As always with projects this size, there have been challenges, says Quarisa.
“The contractor encountered some concrete, materials and electrical equipment supply issues,” he says. “Work involving Toronto Hydro and other electrical authorities required extensive co-ordination with the contractor, the consultant and the city. Also, co-ordinating plant shutdowns for the testing of new systems is challenging as plant operations must be maintained throughout all testing. Frequent communication within the project team and with other key parties is the takeaway lesson, as well as flagging any potential issues as soon as identified.”

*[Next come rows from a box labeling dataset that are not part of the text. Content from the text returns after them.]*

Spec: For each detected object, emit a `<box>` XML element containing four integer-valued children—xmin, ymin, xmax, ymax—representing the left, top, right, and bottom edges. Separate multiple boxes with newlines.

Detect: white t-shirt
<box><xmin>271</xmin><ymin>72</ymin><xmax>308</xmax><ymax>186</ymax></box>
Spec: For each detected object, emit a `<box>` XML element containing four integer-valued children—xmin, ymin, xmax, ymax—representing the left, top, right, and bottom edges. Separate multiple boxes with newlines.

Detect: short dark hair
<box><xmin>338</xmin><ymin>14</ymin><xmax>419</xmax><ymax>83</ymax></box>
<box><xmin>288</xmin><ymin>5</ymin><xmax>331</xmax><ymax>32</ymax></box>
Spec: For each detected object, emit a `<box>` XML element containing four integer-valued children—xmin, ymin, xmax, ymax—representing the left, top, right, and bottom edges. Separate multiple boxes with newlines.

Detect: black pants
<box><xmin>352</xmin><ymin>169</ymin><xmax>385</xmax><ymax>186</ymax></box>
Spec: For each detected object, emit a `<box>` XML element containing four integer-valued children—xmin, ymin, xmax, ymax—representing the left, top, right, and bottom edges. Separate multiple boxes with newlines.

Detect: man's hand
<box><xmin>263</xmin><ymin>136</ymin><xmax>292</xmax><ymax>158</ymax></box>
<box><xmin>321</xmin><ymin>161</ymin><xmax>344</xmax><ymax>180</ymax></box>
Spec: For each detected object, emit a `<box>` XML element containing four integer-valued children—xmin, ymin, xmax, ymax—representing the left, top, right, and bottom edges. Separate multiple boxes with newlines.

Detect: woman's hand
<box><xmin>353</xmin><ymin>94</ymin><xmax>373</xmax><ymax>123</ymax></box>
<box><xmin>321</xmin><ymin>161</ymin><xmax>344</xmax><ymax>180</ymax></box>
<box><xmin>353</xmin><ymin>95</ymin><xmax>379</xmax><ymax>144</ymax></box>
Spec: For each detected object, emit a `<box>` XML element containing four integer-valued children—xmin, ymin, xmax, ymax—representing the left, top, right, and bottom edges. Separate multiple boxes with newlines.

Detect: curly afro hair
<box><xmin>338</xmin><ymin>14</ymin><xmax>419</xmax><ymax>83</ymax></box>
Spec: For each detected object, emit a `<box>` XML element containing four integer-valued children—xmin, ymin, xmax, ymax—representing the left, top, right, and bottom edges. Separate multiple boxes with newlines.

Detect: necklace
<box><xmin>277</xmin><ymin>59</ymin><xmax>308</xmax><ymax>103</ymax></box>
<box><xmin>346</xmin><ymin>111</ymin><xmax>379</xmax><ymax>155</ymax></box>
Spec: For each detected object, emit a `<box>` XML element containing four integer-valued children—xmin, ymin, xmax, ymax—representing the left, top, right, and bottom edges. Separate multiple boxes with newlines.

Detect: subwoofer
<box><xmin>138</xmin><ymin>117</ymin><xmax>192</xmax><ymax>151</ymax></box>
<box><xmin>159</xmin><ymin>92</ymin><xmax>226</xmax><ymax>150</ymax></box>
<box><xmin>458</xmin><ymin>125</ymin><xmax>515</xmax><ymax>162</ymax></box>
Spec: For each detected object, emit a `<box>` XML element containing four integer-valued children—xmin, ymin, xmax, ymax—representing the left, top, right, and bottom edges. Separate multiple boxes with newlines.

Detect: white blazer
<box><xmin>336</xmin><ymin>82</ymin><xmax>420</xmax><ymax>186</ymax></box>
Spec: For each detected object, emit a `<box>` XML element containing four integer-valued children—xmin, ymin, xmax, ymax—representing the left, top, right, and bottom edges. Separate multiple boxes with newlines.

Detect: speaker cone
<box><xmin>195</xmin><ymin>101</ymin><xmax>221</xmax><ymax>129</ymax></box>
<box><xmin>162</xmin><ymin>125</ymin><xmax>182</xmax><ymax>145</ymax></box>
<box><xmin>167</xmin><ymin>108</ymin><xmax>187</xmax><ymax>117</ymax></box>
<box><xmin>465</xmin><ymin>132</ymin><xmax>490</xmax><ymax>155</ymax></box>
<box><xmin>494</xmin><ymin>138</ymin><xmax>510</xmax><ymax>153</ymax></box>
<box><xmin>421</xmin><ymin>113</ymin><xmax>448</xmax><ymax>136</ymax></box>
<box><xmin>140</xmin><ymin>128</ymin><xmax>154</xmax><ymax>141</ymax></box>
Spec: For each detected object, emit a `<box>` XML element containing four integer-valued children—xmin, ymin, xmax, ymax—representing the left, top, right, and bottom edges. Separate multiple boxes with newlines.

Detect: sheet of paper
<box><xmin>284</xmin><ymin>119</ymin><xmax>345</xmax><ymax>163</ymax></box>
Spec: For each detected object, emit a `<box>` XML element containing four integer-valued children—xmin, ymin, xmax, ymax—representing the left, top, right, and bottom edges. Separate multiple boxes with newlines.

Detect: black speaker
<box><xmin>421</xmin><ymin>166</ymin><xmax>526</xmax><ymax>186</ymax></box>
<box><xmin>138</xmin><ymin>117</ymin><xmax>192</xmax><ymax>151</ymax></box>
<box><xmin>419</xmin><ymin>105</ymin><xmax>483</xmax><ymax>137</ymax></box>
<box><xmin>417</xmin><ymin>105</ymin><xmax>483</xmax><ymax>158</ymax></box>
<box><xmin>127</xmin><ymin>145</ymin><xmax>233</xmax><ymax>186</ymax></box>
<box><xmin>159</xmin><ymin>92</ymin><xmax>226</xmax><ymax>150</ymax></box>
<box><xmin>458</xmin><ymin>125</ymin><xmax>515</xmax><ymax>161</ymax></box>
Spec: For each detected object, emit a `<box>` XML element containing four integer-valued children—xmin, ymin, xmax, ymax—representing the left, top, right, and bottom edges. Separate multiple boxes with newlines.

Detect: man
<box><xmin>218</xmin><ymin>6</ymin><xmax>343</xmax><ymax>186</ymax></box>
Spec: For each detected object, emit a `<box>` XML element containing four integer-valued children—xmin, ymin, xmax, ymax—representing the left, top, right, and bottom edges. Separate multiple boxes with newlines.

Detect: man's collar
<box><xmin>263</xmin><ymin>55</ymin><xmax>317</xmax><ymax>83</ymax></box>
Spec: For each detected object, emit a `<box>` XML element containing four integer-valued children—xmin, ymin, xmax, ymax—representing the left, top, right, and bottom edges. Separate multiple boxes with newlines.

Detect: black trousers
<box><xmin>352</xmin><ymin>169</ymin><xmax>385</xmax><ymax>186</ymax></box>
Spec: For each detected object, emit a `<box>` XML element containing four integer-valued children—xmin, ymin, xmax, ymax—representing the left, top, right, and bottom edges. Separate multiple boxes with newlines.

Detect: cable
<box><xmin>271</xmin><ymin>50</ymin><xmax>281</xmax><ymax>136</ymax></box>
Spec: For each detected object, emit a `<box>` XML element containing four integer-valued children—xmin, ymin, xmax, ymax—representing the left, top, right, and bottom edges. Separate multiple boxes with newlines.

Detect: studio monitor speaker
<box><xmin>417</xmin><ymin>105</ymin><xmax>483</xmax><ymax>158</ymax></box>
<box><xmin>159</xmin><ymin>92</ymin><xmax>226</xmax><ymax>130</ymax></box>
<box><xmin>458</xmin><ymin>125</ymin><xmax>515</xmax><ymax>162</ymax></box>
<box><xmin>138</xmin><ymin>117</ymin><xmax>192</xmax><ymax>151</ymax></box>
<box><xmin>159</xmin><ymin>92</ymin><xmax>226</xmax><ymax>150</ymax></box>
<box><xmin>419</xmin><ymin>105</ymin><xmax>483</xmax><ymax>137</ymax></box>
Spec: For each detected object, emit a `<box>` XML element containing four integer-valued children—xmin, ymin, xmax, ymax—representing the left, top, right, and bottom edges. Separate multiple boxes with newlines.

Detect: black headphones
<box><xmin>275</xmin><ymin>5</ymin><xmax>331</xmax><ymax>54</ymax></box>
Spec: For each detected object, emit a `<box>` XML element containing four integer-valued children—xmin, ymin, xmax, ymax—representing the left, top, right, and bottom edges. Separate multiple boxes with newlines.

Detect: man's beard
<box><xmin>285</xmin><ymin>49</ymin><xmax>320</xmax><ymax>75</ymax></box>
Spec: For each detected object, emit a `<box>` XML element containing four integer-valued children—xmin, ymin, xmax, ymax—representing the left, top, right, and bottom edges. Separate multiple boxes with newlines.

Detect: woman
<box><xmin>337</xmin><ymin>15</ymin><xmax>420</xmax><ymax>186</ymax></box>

That’s borne out by the multitude of agencies involved in permitting and approvals, creating something of a communications challenge: Aquatic Habitat Toronto, Toronto Region and Conservation Authority, Ministry of the Environment, Conservation and Parks, Transport Canada, the Canadian Coast Guard, and the Department of Fisheries and Oceans Canada.
Almost all of the work is hidden from the public eye, as it’s perched on the shore of Lake Ontario just a few kilometres from downtown Toronto and adjacent to the popular recreational beaches and boardwalks of the Beach neighbourhood by the Leslie Street Spit.
It has been a complex set of engineering challenges involving a 14-metre-diameter shaft sunk down some 85 metres deep to allow the tunnel boring machine access to create a 3.5-kilometre-long, seven-metre tunnel though bedrock underneath Lake Ontario.
The tunnel in turn serves as a conduit for the outflow pipe which discharges processed water through 50 riser pipes coming from the last kilometre of the pipe, through the lakebed into the water.
Those riser pipes were drilled through the lakebed from barges and connected once the main outfall was in place. The main pipe is angled downward so the discharge flows with gravity.
The design is intended to disperse the discharge so that there’s no single point of collection for phosphorous concentrations.